Health Care Information Technology Vendors' “Hold Harmless” Clause: Implications for Patients and Clinicians

Author Affiliations

Author Affiliations: Department of Sociology and Center for Clinical Epidemiology and Biostatistics, School of Medicine, University of Pennsylvania, Philadelphia (Dr Koppel); and Social Research Corporation, Wyncote, Pennsylvania (Mr Kreda).

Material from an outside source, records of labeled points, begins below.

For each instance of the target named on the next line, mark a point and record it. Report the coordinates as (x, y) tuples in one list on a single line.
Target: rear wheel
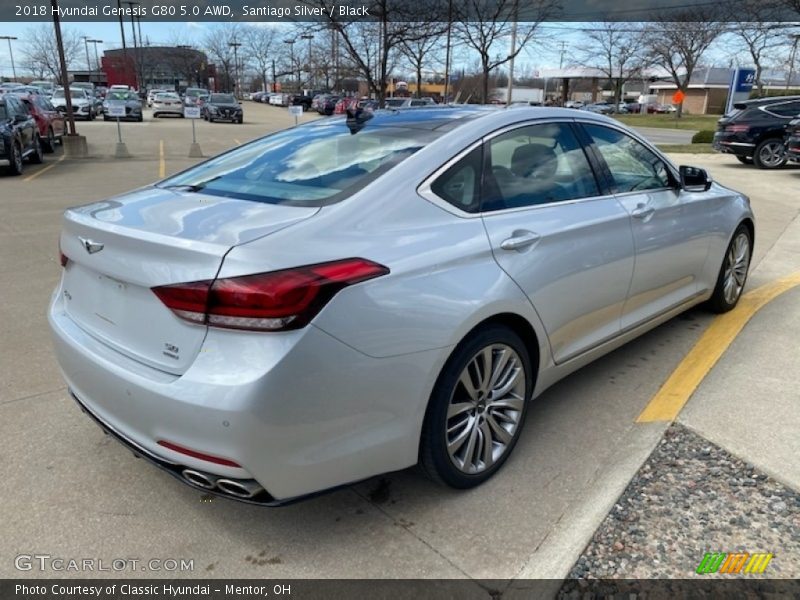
[(477, 408), (37, 156), (15, 165), (733, 272), (50, 142), (770, 154)]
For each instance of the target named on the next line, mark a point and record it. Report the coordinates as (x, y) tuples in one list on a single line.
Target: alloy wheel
[(736, 265), (485, 409)]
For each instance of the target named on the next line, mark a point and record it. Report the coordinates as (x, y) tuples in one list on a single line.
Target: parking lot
[(72, 492)]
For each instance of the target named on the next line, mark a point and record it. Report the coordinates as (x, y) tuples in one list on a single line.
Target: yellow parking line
[(45, 169), (683, 381)]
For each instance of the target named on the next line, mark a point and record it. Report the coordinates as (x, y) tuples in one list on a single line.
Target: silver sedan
[(357, 295)]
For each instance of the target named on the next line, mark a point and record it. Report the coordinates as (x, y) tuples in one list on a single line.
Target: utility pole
[(792, 58), (447, 51), (511, 54), (10, 53), (237, 84)]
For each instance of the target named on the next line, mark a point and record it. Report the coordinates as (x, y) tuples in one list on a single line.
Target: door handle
[(642, 211), (520, 239)]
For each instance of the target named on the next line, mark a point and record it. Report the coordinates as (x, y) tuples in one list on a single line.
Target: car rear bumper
[(299, 412)]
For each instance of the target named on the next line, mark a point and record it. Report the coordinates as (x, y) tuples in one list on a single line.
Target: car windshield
[(73, 94), (120, 96), (304, 166)]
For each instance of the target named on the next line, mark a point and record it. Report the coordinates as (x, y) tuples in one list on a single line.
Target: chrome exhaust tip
[(198, 479), (240, 489)]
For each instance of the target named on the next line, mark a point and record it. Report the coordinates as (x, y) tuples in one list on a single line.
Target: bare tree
[(40, 53), (484, 25), (217, 43), (615, 49), (420, 50), (678, 41), (755, 24), (261, 44), (372, 46)]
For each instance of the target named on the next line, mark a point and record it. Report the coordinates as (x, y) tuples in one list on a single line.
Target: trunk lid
[(121, 248)]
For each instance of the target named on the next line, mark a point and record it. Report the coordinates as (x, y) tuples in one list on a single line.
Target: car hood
[(193, 216)]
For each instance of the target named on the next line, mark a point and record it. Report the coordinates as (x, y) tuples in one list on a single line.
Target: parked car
[(407, 102), (19, 136), (194, 96), (327, 104), (82, 104), (754, 131), (167, 103), (151, 96), (601, 108), (793, 140), (223, 107), (253, 327), (49, 122), (128, 100)]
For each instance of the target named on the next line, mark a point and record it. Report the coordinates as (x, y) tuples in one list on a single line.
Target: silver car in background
[(362, 294)]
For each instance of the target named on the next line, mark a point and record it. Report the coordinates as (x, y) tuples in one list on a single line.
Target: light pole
[(237, 85), (309, 37), (96, 57), (10, 53), (291, 53)]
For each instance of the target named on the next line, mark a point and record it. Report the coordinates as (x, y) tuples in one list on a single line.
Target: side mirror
[(695, 179)]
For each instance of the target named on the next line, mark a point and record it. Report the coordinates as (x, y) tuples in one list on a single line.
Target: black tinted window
[(534, 165), (788, 109), (633, 166), (460, 184)]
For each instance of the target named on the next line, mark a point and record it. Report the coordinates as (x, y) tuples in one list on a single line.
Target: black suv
[(755, 129), (19, 137)]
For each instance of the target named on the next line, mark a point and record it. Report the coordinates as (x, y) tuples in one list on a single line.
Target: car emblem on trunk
[(91, 247)]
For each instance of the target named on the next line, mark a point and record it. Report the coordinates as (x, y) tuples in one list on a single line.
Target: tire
[(37, 156), (15, 164), (49, 145), (733, 272), (770, 154), (458, 422)]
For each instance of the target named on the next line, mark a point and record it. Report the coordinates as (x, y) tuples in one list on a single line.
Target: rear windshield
[(304, 166)]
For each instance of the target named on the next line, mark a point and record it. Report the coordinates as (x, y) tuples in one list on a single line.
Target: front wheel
[(770, 154), (477, 408), (733, 272)]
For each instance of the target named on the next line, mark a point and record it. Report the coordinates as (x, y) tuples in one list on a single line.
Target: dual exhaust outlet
[(239, 488)]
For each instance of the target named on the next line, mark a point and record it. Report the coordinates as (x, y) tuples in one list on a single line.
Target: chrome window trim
[(425, 188)]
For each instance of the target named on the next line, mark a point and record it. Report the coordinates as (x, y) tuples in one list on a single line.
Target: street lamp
[(309, 37), (237, 85), (291, 53), (11, 53), (96, 57)]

JAMA. 2009;301(12):1276-1278. doi:10.1001/jama.2009.398

Health care information technology (HIT) vendors enjoy a contractual and legal structure that renders them virtually liability free—“hold harmless” is the term of art—even when their proprietary products may be implicated in adverse events involving patients. This contractual and legal device shifts liability and remedial burdens to physicians, nurses, hospitals, and clinics, even when these HIT users are strictly following vendor instructions. Vendors avoid liability by relying on the legal doctrine known as “learned intermediaries” and on warranties prohibiting claims against their own products' fitness. According to this doctrine and legal language, HIT vendors are not responsible for errors their systems introduce in patient treatment, because physicians, nurses, pharmacists, and health care technicians should be able to identify—and correct—any errors generated by software faults.